Interview

Oliver Bearman : « Hâte de voir comment la voiture va performer »

F1 Grand Prix of Monaco - Previews
Oliver Bearman compte s'appuyer sur l'expérience acquise l'an dernier pour briller cette saison à Monaco.
Facebooktwitter

De retour dans les points il y a quinze jours au Canada, le pilote britannique veut profiter du nouveau package de la Haas pour s’offrir un nouveau top dix dans les rues de Monaco.

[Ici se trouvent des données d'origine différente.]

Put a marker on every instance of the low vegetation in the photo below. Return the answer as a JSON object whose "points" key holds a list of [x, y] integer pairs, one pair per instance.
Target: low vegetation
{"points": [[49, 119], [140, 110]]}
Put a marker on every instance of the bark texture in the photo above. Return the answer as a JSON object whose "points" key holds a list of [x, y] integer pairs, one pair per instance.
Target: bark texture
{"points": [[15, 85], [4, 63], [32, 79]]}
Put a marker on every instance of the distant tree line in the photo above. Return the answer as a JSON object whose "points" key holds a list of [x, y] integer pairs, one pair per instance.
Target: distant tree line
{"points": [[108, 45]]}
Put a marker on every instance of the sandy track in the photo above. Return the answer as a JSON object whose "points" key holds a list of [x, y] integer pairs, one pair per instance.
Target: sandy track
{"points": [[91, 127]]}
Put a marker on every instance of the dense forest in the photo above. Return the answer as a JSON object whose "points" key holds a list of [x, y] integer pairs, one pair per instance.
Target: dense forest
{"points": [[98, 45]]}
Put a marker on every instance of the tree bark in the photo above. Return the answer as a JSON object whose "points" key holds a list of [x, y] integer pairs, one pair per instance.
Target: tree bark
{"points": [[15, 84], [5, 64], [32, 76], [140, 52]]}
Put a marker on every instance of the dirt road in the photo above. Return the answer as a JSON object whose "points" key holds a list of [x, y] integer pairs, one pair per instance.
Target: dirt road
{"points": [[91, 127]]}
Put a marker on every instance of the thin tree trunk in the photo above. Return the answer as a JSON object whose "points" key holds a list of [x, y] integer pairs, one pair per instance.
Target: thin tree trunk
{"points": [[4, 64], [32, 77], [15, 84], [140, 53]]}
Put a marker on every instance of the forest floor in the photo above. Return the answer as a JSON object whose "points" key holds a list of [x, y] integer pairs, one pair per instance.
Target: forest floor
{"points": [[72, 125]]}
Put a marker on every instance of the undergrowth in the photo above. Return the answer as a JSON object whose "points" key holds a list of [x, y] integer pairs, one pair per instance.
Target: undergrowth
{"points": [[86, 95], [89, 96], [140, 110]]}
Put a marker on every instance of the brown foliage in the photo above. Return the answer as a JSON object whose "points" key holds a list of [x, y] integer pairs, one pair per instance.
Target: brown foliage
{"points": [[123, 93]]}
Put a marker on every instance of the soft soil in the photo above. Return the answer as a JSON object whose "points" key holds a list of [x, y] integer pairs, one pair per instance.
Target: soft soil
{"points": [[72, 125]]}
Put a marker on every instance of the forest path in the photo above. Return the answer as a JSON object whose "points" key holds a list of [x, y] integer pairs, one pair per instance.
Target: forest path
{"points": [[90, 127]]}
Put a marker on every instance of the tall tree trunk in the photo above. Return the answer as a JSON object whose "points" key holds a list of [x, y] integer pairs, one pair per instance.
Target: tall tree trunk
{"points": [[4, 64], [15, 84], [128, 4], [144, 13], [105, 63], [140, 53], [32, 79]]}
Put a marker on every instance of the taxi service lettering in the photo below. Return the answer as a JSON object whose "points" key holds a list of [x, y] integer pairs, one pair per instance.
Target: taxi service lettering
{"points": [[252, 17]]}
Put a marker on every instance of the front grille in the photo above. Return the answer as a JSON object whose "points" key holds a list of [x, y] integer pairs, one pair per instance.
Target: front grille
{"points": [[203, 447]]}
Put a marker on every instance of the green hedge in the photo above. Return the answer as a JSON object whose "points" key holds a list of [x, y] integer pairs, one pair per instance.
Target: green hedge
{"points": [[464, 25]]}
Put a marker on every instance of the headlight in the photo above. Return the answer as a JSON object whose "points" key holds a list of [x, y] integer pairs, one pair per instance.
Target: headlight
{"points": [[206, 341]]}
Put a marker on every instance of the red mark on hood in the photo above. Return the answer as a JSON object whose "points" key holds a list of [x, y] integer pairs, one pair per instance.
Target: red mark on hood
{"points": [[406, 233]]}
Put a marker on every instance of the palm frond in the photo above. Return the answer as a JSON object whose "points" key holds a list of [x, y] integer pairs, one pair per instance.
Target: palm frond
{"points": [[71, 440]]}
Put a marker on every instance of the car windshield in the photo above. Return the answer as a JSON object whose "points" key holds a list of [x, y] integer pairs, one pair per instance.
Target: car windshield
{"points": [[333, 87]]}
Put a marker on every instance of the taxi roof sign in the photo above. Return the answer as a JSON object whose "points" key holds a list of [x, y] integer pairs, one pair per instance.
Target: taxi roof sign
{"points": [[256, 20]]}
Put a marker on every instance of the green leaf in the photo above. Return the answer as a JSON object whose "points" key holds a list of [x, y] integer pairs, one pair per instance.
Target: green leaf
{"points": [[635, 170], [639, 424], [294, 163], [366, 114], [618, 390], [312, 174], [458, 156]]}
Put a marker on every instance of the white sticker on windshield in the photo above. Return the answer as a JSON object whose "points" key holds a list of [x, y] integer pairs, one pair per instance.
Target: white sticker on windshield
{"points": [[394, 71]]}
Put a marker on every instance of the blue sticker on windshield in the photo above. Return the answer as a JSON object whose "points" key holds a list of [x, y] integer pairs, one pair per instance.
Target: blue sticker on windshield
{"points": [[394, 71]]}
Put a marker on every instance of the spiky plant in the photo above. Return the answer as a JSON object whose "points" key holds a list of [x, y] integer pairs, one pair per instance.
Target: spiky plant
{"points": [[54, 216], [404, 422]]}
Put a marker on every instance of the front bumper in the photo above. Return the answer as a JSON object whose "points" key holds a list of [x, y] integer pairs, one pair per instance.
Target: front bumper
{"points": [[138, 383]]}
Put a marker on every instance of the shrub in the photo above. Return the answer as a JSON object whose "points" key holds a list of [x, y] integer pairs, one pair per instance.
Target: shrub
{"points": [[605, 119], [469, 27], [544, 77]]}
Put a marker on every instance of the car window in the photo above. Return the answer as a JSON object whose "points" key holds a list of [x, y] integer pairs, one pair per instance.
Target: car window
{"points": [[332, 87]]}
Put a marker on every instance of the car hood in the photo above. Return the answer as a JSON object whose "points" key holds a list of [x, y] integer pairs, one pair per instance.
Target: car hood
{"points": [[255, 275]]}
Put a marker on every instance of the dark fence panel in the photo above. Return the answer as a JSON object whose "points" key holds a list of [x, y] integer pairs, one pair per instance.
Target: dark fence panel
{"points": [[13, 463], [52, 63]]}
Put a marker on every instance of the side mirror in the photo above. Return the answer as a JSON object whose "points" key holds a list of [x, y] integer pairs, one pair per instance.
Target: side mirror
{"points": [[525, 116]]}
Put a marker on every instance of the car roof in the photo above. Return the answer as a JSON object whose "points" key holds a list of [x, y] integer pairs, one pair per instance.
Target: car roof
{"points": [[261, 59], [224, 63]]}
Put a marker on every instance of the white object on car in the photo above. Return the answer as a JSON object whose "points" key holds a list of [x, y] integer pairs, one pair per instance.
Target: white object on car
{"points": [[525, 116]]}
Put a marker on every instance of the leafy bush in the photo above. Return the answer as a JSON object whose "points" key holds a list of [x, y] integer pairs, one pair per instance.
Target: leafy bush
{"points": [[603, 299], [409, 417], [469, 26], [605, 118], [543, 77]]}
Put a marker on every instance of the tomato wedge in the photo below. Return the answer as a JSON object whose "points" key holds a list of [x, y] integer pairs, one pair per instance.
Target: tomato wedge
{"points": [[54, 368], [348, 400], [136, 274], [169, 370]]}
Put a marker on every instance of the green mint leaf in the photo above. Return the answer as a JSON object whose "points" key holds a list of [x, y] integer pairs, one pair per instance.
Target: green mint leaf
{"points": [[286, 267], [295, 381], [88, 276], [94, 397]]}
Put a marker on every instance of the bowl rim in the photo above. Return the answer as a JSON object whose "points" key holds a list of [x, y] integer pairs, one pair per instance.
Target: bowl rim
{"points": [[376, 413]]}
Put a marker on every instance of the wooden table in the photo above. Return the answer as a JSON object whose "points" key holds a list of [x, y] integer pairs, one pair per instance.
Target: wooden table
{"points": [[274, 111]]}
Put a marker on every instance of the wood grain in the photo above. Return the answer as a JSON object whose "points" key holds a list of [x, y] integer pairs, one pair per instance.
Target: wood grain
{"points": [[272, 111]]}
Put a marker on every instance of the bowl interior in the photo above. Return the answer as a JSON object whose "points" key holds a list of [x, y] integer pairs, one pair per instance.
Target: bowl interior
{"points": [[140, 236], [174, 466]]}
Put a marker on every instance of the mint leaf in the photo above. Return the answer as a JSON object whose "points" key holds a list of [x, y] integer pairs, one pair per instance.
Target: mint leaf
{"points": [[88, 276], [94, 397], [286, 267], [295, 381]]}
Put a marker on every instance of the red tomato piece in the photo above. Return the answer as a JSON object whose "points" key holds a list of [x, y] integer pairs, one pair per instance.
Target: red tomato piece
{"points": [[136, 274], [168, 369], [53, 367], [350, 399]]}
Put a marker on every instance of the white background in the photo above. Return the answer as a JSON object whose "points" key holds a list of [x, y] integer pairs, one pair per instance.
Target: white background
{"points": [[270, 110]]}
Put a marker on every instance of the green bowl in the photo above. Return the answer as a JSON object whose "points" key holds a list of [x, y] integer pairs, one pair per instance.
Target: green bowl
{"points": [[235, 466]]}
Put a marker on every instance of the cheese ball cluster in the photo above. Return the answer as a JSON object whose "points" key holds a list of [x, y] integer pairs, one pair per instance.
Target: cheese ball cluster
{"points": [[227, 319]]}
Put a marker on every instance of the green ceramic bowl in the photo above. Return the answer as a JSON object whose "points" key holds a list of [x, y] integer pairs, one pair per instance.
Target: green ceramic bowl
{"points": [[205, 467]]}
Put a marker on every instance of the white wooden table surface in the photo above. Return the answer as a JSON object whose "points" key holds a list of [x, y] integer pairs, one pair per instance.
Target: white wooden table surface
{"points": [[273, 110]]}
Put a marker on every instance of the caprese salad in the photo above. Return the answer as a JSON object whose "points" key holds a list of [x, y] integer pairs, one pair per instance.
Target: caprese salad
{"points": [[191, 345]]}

Sa découverte du Grand Prix de Monaco l’an dernier avait quelque peu été mouvementée. Lourdement sanctionné par les commissaires pour un dépassement sous drapeau rouge lors de la seconde séance libre (il écopa de dix places de pénalité sur la grille de départ pour avoir dépassé la Williams de Carlos Sainz avant le virage de la Rascasse. Ndlr), Oliver Bearman avait vu son prometteur début de week-end monégasque tourner au vinaigre pour sa grande première sur l’épreuve princière au volant d’une Formule 1. Éliminé de manière précoce en Q1 là où son coéquipier Esteban Ocon réussissait l’exploit d’hisser sa Haas jusqu’à la Q3, le Britannique n’avait ensuite jamais pu compenser le lourd handicap de sa dernière place sur la grille, achevant son long de chemin de croix dominical à une frustrante douzième place. De retour en Principauté cette saison pour sa deuxième participation à l’épreuve la plus glamour de calendrier, le natif de Chelmsford espère cette fois connaître une fin de week-end autrement plus heureuse lui qui reste sur une dixième place arrachée à la force du poignet il y a quinze jours dans les rues de Montréal.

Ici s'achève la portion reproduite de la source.